Paparazzi Secrets: The Real Stories Behind 7 Amazing Shots by Celebrity Photographer Ron Galella

Ron Galella is widely regarded as the most famous and most controversial celebrity photographer in the world—he’s been dubbed “Paparazzo Extraordinaire” by Newsweek, and “the Godfather of U.S. paparazzi culture” by Time and Vanity Fair. Here are stories of how he got up close and personal with Mick Jagger, Jackie O, Al Pacino, and other publicly hounded stars.

1. Jerry Hall and Mick Jagger, Limelight, 1984

"They were at the club for a concert, I believe. I've taken more pictures of Mick than anybody other than Jackie—he'd give me nice quotes. One time he gave me the finger. But his face is so expressive, it was hard to take a bad photo. He was always making faces at me."

2. Al Pacino, Scarface premiere after party, 1983

"I have a technique for getting good pictures, and the technique is this: when they come out, you go in the street and shoot over the limousines. That way you have no cops in front of you. This was at the Scarface premiere party at Sardi's. The PR guy had kicked me out because he thought I was too wild and uncontrollable, but there's another picture I got right in through the car window with Pacino and his girlfriend at the time, Kathleen Quinlan. My picture ran double page in People Magazine because their photographer was inside. They got the cast. But they didn't get the girlfriend and I got her. So sometimes it pays to be outside."

3. John Lennon and David Bowie, 1975

"This was at the Grammys Awards party. The actual awards were at the Uris Theatre, which is now the Gershwin Theatre, but the after party was at the Essex House and there were a lot of stars there and Bowie was at one table and John Lennon was at another. And I went up to John Lennon's table and said, "John, can I get a picture of you and Bowie?" He says, "Sure," and he posed with Bowie, that's how I got one of my great shots. I like it because the composition is good.

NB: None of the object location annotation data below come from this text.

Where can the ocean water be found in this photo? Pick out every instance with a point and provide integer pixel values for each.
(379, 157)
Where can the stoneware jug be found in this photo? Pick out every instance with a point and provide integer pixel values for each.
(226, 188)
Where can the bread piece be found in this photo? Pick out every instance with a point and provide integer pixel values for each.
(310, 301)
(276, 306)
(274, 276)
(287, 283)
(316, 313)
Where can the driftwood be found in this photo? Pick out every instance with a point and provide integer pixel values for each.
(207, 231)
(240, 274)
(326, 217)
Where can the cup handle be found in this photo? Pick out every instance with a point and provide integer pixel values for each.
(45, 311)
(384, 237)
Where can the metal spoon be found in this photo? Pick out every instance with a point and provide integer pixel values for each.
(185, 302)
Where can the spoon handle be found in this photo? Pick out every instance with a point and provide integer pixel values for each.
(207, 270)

I like for one person to be the hero; in this case it's Bowie, looking towards the camera, and Lennon looking at him. That's the way a wedding photo should be—the bride looking at the camera and the groom looking at her."

4. Jackie Kennedy Onassis departs for New York City, 1979

"Every day after lunch, I would stake out Jackie. When it was too cold, I'd hang out in the lounge of the Croydon Hotel around the corner on 86th Street. After 7:30, 8:00, she might go out to the ballet or a restaurant. Her favorite restaurant was La Côte Basques on 55th Street right across from the St. Regis. Other times they would go to 21 Club. Jackie may not love me but I think she loves my work—she gave my pictures from our court battles to the JFK library. One day, she comes out of the 21 Club and she grabs my wrist and pins me against her limousine with her elbow and says, "You've been hunting me for three months now," in a whispering voice. I think she loved being pursued by me."

5. Bruce Springsteen and Patti Sciafla, 1988

"This was at a party at Canal Bar way downtown. He's just about to get out of the limo with Patti, and it's raining, you can see the drops on the windows. After I took the shot, he gets out, and there was a puddle at the curb, so he picked her up and carried her over it. I thought that was very gentlemanly."

6. Elizabeth Taylor's plane, 1973

"Back in those days, you could go right up to the gate and shoot. You could go out on the runway! One time I found out that Sophia Loren was leaving on American Airlines from JFK and I went right on the plane and shot her with the baby. Nobody stopped me! All I had was a press card around my neck."

7. Halston and guests, Bianca Jagger's 35th birthday party, 1980 (left); Grace Jones (right)

"The routine was that there were so many events in New York that after covering the main events, towards the end of the night I would go to Studio 54, even if there wasn't an event, the stars would go there. Halston was one of the big names there. Him and Liza Minnelli were almost always there. And Bianca too. Sometimes Liz Taylor, if she was in town. Warhol, of course. And Calvin Klein. That was the group. But whoever was in town Steve Rubell would invite them so they would meet other stars—that's what they loved about the Studio, meeting other stars."